Innovation Lessons From 3-D Printing
The use of 3-D printing and other related technologies is seen as having potentially transformative implications. "Just as the Web democratized innovation in bits, a new class of 'rapid prototyping' technologies, from 3-D printers to laser cutters, is democratizing innovation in atoms," Wired magazine's longtime editor-in-chief, Chris Anderson, stated in his new book Makers: The New Industrial Revolution. "A new digital revolution is coming, this time in fabrication," MIT professor Neil Gershenfeld wrote in a recent issue of Foreign Affairs.

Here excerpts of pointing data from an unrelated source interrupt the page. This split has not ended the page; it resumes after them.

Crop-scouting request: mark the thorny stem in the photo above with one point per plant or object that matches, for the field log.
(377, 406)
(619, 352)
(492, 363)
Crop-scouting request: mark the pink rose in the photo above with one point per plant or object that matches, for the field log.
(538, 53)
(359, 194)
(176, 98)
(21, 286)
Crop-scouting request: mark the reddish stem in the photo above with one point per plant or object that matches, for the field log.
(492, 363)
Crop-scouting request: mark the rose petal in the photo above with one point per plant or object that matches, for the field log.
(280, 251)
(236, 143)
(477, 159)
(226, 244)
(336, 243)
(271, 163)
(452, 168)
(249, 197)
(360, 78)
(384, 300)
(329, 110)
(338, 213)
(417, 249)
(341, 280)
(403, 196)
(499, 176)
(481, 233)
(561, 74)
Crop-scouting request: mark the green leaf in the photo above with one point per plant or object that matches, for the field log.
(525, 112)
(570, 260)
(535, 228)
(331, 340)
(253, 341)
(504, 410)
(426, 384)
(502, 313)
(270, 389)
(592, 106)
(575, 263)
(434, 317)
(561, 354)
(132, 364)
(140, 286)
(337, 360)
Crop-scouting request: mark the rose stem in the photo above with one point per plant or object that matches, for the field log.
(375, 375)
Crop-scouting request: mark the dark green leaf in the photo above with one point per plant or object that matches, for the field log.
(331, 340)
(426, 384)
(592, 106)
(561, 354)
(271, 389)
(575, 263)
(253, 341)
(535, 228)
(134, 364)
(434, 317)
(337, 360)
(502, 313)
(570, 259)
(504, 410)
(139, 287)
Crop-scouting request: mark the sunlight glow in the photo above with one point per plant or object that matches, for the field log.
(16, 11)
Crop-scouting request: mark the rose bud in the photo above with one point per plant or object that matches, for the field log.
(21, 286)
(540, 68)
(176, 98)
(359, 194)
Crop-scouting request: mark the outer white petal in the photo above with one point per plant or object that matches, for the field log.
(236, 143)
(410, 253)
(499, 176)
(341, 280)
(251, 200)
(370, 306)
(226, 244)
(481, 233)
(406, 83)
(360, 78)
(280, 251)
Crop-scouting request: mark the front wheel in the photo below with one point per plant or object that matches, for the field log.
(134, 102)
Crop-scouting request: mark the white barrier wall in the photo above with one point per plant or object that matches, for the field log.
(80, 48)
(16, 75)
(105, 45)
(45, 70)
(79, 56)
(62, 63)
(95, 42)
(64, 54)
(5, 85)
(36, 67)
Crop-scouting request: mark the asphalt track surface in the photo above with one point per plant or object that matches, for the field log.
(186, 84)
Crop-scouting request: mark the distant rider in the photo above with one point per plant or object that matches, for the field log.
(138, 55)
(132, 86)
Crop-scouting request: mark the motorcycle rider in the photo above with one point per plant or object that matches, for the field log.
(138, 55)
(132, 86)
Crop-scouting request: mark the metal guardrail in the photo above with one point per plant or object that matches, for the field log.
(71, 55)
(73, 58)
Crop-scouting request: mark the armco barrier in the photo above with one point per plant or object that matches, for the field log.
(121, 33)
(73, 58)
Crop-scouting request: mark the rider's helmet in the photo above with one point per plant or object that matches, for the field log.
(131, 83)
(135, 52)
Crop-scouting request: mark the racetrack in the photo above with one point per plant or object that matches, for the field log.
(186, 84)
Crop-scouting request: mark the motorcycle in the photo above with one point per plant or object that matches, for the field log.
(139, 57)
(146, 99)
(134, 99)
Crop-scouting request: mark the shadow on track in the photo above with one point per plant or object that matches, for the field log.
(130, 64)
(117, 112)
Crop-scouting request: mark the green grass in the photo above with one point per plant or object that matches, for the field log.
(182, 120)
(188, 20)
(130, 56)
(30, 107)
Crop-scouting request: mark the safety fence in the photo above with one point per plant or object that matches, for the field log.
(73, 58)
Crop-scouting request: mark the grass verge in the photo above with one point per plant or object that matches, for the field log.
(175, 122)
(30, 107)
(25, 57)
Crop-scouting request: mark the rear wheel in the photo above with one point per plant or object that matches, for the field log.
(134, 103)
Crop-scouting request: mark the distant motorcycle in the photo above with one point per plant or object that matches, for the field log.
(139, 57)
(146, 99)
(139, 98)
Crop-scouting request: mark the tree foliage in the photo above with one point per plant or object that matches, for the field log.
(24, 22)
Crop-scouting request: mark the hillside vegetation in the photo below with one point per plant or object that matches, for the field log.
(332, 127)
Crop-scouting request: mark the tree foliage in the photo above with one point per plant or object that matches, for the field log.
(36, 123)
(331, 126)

The longer-term implications of 3-D printing technologies are believed to be large. Direct advantages include enabling designers to operate more efficiently and conveniently. They can quickly prototype their designs in order to test their viability or demonstrate them. Moreover, 3-D printing enables entirely new products to be developed. With layer-wise 3-D printing processes, many limitations of existing production processes are removed. Widespread use of 3-D printing will also likely have implications for production, logistics and retail, since there will be less need to centrally fabricate products and distribute them if individuals can download and locally print a product's design.
But in addition to 3-D printing's technological implications, recent evolutions in 3-D printing offer important management lessons for executives about the changing face of technological innovation — and what that means for businesses. This article examines the rapid emergence of a movement called open-source 3-D printing and how it fits into a general trend toward open-source innovation by collaborative online communities. It also explores how existing companies can respond to open-source innovation if it occurs in their industry — and whether such collaborative innovation projects represent a threat or an opportunity for existing businesses.